*Post actualizado: 2019_Julio

Fue todo muy rápido.

Mi pequeñín tenía sólo 7 días de vida.

Viernes, 10 de febrero de 2012, los pechos con grietas, apenas podía sentarme por las heridas que tenía del parto, y tuvimos que emprender viaje al HOSPITAL, que está a unas dos horas de nuestra ciudad, para que nuestro campeón tuviese su primera visita en traumatología. Ese viaje fue toda una odisea.

Mi marido y yo recordamos esa visita con una pesadumbre muy dolorosa.

Fue la primera vez que oímos llorar a nuestro hijo con una energía que hasta entonces no había tenido. Porque hasta entonces no había llorado, sólo había producido algún chemeco.

Y fuimos a esa visita sin saber a lo que íbamos, porque nadie nos dijo nada. Nadie nos explicó nada, y lo dejaron todo a que allí nos dirían.

*Ahora, más de siete años después, sé que a quien vive allí los citan con Traumatología en cuanto se produce el diagnóstico (normalmente en la ecografía de las veinte semanas).
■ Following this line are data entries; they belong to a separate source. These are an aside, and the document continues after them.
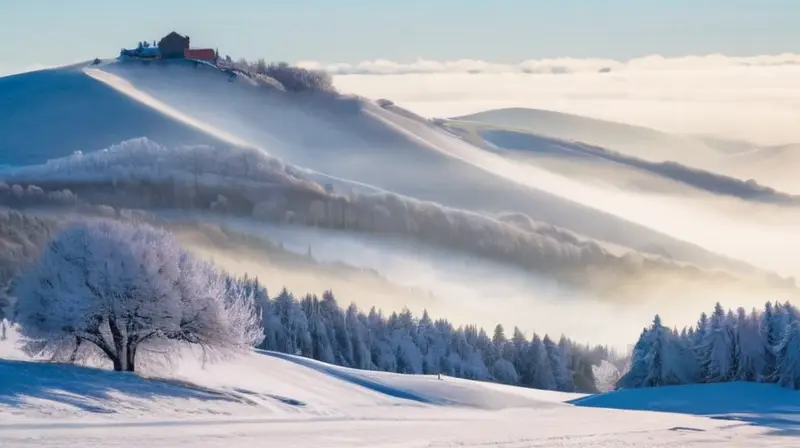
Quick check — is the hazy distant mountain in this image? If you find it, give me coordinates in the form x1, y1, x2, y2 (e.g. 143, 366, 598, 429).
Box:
453, 108, 725, 167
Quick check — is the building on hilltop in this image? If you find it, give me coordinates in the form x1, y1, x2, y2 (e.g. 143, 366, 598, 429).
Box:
158, 31, 189, 58
183, 48, 217, 62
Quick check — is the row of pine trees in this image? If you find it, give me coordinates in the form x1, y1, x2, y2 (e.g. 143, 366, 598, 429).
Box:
617, 302, 800, 389
228, 277, 615, 392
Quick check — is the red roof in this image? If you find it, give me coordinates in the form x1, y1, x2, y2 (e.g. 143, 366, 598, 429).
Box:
183, 48, 217, 61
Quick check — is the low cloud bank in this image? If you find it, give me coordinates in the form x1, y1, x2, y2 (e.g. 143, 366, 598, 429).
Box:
297, 53, 800, 75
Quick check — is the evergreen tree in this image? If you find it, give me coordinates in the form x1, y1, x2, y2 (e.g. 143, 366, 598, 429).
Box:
775, 320, 800, 389
700, 302, 734, 383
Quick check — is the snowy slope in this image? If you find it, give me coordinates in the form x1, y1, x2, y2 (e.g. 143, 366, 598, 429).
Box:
0, 66, 225, 166
0, 353, 791, 448
447, 122, 800, 205
0, 61, 768, 276
571, 383, 800, 437
454, 108, 736, 168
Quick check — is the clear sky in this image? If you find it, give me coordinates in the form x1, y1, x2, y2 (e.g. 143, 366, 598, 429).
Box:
0, 0, 800, 71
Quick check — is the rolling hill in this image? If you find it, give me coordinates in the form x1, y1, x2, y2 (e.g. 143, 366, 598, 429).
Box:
0, 352, 798, 447
0, 61, 764, 280
453, 108, 739, 169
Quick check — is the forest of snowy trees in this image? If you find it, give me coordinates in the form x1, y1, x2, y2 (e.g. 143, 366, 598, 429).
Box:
617, 302, 800, 389
9, 219, 619, 392
228, 277, 613, 392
Y eso me produce mucha más desazón, o rabia, o dolor… porque yo necesité esa visita también, pero no me la ofrecieron. Ni siquiera supe que existía esa posibilidad.
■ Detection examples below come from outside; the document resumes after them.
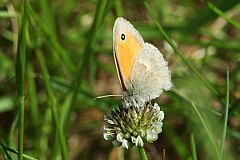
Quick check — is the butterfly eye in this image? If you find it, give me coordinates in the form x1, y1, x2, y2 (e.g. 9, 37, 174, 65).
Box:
121, 33, 126, 41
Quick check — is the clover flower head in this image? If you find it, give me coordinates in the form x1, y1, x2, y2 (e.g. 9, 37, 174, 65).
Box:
103, 103, 164, 149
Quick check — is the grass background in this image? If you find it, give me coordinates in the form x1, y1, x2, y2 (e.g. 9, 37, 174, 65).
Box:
0, 0, 240, 160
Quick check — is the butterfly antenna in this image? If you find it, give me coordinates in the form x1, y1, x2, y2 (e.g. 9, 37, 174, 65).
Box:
94, 94, 123, 100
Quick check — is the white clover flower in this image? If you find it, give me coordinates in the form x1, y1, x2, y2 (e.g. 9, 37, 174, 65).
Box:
103, 103, 164, 149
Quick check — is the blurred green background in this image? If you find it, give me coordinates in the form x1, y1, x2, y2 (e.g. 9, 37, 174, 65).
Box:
0, 0, 240, 160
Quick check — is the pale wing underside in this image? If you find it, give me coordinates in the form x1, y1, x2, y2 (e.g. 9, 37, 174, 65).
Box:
128, 43, 172, 103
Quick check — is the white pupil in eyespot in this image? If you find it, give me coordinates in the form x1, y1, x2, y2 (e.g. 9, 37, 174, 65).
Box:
121, 33, 126, 41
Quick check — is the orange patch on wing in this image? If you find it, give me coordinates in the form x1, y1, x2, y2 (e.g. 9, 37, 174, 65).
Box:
116, 33, 143, 81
Por eso mi consejo es que, si tampoco te han ofrecido esa posibilidad, la pidas, porque aunque no lo sepas, la necesitas. Y es un derecho que tienes y que puede marcar la diferencia en el buen desarrollo de la corrección de tu bebé.

Ese día hubo dos traumatólogos y varias auxiliares, además de estudiantes en la consulta (es un hospital universitario).

Corrección de los pies zambos mediante el Método Ponseti 🙂

Lo primero que hicieron fue explicarnos cómo iban a corregir los pies de nuestro hijo: mediante el método Ponseti, una técnica con la que, si nosotros colaborábamos con sus indicaciones, nos aseguraban que los pies quedarían totalmente corregidos y el niño podría llevar una vida totalmente normal, jugar al fútbol o a lo que quisiera.

El método consiste en ponerle unos yesos cada semana hasta que los pies vuelven a la posición correcta, tras las que viene una tenotomía del tendón de Aquiles, otro período de escayolas para después utilizar una férula correctora que inmoviliza sus pies durante el primer año todo el día (aquí hay variaciones según la evolución del niño y las indicaciones que dé el traumatólogo, que establecerá cuándo ir reduciendo el número de horas durante el día), y hasta mínimo los cuatro años para dormir.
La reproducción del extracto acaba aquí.